While a meteorologist by trade, Mr. Davis founded NELASP in 1999 as a humble effort to chronicle many defunct ski areas in New England.  To his surprise, he has assembled a list of 599 lost ski areas in New England thanks to hundreds of sources and has become a de-facto historian for the New England ski scene.  His work has now extended to include collaboration with the New England Ski Museum and western United States projects.  Jeremy’s work has been reported by The New York Times, National Public Radio and Channel 5 TV in Boston.   Books will be available for purchase.

About ACE Ski and Board Club
The club was founded in 1980 offering trips, racing, tickets, presentations, inter-club lodging and social events   ACE is a member club of the Eastern Inter-Club Ski League (EICSL), comprised of 23 clubs in New England.  
Club meetings are always open to the public.  Meetings are held at the Chelmsford Elks Lodge, 300 Littleton Road, Chelmsford Massachusetts. Doors open at 6:30 p.m. There is no admission fee.  Arrive early as seating is limited.
For more information:
http://www.aceskiandboardclub.org
http://www.nelsap.org/
E-mail: info@aceskiandboardclub.org


----------



## Nick (Sep 28, 2011)

Cool,congrats on landing that.

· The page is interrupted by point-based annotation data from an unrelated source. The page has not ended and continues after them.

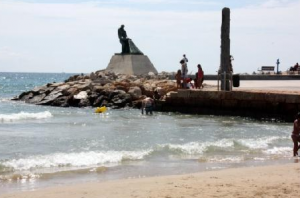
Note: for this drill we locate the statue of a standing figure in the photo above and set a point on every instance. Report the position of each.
(128, 47)
(123, 40)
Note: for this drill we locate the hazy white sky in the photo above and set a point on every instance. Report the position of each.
(81, 36)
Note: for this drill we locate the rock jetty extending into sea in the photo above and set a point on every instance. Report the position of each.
(100, 88)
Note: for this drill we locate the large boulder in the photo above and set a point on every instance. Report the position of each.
(135, 92)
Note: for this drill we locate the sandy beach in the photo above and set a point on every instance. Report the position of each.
(267, 181)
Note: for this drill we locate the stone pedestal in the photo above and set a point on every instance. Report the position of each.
(131, 64)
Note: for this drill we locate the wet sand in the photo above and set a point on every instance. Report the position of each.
(268, 181)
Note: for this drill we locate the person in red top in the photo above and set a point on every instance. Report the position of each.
(295, 134)
(200, 76)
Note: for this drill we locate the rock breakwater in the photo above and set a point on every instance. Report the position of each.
(100, 88)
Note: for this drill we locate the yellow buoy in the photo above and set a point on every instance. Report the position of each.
(100, 109)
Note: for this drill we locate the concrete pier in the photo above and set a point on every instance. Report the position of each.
(262, 105)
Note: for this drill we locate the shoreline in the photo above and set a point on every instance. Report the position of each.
(263, 181)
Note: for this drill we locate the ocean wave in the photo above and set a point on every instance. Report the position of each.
(260, 143)
(24, 116)
(83, 159)
(197, 148)
(279, 151)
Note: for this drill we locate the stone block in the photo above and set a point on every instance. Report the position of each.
(131, 65)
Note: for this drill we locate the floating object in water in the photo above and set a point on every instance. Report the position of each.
(100, 109)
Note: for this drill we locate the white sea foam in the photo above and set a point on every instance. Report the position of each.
(233, 159)
(279, 151)
(260, 143)
(83, 159)
(24, 116)
(196, 148)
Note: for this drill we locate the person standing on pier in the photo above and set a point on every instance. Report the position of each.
(200, 76)
(185, 59)
(184, 71)
(296, 134)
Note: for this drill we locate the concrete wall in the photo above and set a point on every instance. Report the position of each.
(252, 77)
(270, 106)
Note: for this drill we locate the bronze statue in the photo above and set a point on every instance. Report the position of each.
(128, 47)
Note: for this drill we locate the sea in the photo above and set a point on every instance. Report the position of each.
(44, 146)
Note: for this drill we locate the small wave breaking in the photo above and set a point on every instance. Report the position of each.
(83, 159)
(24, 116)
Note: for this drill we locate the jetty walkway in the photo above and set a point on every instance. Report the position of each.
(264, 100)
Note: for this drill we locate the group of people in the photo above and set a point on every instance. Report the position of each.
(182, 79)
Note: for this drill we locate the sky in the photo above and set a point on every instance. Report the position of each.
(76, 36)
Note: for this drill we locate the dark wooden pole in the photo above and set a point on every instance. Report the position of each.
(225, 49)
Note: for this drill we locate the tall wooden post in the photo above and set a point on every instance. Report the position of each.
(225, 50)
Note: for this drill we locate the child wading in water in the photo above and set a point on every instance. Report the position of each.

I talked to Jeremy for the first time this past summer, seems like a real stand-up dude and the NELSAP site is very awesome and informative. 

Sent from my Transformer TF101 using Tapatalk


----------



## billski (Dec 8, 2011)

Bump.
This is tonight.

PR

Poster


----------



## threecy (Dec 8, 2011)

billski said:


> While a meteorologist by trade



You mean "Upstate New York's Most Respected Meteorologist"


----------



## billski (Dec 8, 2011)

threecy said:


> You mean "Upstate New York's Most Respected Meteorologist"



Do I?    He wrote it!


----------